01/18/2023 底惚れ(青山 文平) - この時代小説に底惚れした

第154回直木賞を受賞したのが2016年の年のはじめであったから
気がつけば随分以前のことになる。
その青山さんの作品をまた読んでみようと思ったのは、
この『底惚れ』という長編時代小説が
第17回中央公論文芸賞と第35回柴田錬三郎賞の文学賞W受賞という
快挙を達成したと聞いたからで、
一体どんな作品かまったく予備知識のないまま読み始めた。
それがどうだろうか。
おとなの恋愛小説というのはこういう作品をいうのではないか、
心の奥底に灯りがともるように感動した。

ただ字の持つ雰囲気でわかることもある。
心底相手を好きになること、そんな意味ではないかしら。
物語の主人公は、40歳を過ぎても、仕事もままならない男。
働いていた小藩のお役目で、隠居した藩主のお手付きとなった下女を
女の里へ送りとどけることになる。
ところが道中、女によって殺されかかるはめになる。
一命をとりとめた男は、女が人を殺めたと悔いてはいないかと
女の居場所を探し始める。
思いついたのが、岡場所。
女を探すために、男はひたすら働く。

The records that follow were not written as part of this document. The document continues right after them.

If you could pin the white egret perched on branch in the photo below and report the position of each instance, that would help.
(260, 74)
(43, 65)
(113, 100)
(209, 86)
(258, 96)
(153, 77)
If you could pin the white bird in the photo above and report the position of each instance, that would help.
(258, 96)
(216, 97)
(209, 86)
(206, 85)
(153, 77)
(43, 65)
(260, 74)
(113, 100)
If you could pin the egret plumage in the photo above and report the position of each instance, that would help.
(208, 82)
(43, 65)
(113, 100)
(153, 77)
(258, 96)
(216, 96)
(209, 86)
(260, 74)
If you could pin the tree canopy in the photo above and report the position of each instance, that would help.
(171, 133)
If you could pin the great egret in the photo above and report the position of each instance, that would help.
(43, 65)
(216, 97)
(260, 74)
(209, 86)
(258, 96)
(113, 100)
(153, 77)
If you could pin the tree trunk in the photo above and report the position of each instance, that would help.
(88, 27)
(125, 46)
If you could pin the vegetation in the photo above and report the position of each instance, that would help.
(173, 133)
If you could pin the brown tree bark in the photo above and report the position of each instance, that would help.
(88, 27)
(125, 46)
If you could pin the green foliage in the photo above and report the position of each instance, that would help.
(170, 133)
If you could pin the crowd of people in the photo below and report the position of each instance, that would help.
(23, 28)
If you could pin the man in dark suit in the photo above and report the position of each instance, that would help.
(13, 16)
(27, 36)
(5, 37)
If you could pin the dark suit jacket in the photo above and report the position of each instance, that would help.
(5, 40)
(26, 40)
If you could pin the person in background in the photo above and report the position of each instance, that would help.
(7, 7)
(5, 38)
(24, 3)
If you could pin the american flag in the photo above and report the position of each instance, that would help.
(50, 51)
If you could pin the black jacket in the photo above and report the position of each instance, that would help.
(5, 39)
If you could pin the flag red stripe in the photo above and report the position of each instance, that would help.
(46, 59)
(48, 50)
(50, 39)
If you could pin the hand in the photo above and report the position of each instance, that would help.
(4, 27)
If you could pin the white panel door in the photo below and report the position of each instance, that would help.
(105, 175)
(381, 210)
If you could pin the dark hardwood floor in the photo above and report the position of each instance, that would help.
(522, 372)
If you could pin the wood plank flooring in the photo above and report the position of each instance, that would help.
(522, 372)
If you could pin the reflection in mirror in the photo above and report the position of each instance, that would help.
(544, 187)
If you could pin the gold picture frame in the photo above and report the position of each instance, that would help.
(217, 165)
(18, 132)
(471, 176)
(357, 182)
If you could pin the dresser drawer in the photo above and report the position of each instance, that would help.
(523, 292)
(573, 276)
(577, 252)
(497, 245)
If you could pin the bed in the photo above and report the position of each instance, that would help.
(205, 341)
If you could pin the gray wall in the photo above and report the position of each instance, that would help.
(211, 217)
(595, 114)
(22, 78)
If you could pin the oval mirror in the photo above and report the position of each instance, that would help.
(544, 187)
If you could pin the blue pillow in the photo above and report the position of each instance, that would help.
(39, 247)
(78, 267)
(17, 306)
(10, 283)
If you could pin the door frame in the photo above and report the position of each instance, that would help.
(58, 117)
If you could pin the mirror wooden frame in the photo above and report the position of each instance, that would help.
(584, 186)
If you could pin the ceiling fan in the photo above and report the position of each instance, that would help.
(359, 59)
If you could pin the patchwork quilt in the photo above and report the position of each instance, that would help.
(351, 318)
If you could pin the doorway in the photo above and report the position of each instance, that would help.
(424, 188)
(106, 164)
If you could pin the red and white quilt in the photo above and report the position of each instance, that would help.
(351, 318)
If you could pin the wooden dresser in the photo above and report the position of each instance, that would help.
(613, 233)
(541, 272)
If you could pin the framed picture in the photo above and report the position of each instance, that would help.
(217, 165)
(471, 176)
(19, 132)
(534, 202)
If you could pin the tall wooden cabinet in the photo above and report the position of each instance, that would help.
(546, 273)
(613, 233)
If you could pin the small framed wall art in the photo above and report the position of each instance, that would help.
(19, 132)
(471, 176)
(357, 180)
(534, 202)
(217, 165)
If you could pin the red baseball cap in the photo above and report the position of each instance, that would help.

男が開いた店が評判となり、
いつか女が見つかるかもしれないかと。

この女は男が働いていた小藩の下女で、よく気がきく。
そして、ラスト。
一体この男にどんな運命が待ち受けているか。
タイトルの『底惚れ』の意味が、そこで明らかになる。

誰もが思うのではないか。
おいしい物語をいただいて、満足満足。